The extension of the Brexit deadline is – finally – some good news for European retailers, branch organisation EuroCommerce says. However, it also has a major drawback.
Chaos avoided
Last week, a dozen organisations in retail, industry and services launched an urgent appeal to politicians on both sides of the Channel to do everything in their power to stop a no-deal Brexit. Their call seems to have helped to avert a “no-win outcome” on 29 March, now the EU has granted the UK a delay until at least 12 April. Depending on whether the British parliament accepts the withdrawal agreement (at the third attempt), that day will either see another month of extension or – still – a no-deal Brexit. In the very short term however, the latter will not happen.
The business organisations, including representatives in textile, automotive, chemicals and metals, argued that “EU and UK companies have benefited from over 40 years of economic integration and 25 years of the Single Market. As a result, value chains have become so closely intertwined that a no-deal brexit will lead to chaos”, citing delays and disrupted supplies, higher costs and cash flow problems and job losses due to the uncertainty Brexit causes.

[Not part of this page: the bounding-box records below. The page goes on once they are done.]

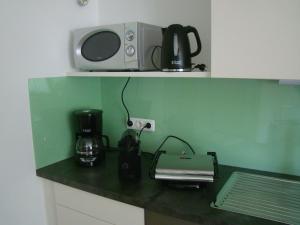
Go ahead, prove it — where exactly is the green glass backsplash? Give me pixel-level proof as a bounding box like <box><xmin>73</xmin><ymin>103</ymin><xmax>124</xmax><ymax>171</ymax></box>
<box><xmin>28</xmin><ymin>77</ymin><xmax>102</xmax><ymax>168</ymax></box>
<box><xmin>101</xmin><ymin>78</ymin><xmax>300</xmax><ymax>175</ymax></box>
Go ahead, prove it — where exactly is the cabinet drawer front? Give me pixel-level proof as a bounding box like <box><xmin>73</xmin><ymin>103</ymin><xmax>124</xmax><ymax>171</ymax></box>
<box><xmin>56</xmin><ymin>205</ymin><xmax>112</xmax><ymax>225</ymax></box>
<box><xmin>54</xmin><ymin>183</ymin><xmax>144</xmax><ymax>225</ymax></box>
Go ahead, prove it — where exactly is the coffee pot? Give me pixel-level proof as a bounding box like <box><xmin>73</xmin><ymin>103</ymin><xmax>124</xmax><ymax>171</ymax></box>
<box><xmin>161</xmin><ymin>24</ymin><xmax>201</xmax><ymax>72</ymax></box>
<box><xmin>74</xmin><ymin>109</ymin><xmax>109</xmax><ymax>167</ymax></box>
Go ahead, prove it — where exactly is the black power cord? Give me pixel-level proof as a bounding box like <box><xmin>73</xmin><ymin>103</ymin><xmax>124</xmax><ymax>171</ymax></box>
<box><xmin>149</xmin><ymin>135</ymin><xmax>196</xmax><ymax>179</ymax></box>
<box><xmin>154</xmin><ymin>135</ymin><xmax>196</xmax><ymax>155</ymax></box>
<box><xmin>121</xmin><ymin>77</ymin><xmax>133</xmax><ymax>127</ymax></box>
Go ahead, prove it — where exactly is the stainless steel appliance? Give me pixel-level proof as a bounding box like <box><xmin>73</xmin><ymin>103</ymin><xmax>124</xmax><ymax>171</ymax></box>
<box><xmin>73</xmin><ymin>22</ymin><xmax>162</xmax><ymax>71</ymax></box>
<box><xmin>74</xmin><ymin>109</ymin><xmax>109</xmax><ymax>167</ymax></box>
<box><xmin>155</xmin><ymin>154</ymin><xmax>215</xmax><ymax>182</ymax></box>
<box><xmin>161</xmin><ymin>24</ymin><xmax>201</xmax><ymax>72</ymax></box>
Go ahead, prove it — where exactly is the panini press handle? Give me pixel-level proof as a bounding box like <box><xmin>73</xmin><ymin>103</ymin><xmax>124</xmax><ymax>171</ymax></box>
<box><xmin>207</xmin><ymin>152</ymin><xmax>219</xmax><ymax>178</ymax></box>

Pleased, and worried, for retailers
The organisation of European retailers is, logically, pleased that its worst case scenario has been avoided: “Europe’s retailers rely on highly integrated supply chains to make sure that our customers can find the right products on the shelves when they need them. The European Council’s agreement to an extension beyond 29 March for the UK Parliament to agree the terms of UK withdrawal and put in place the necessary legislation is welcome.”
However, a spokesperson remains very cautions because “uncertainty remains”, with a no-deal Brexit still not off the cards. Retailers still can not prepare for the future as almost any road forward is still possible, having “negative effects on the supply chain, not just in the UK but also in the EU27”.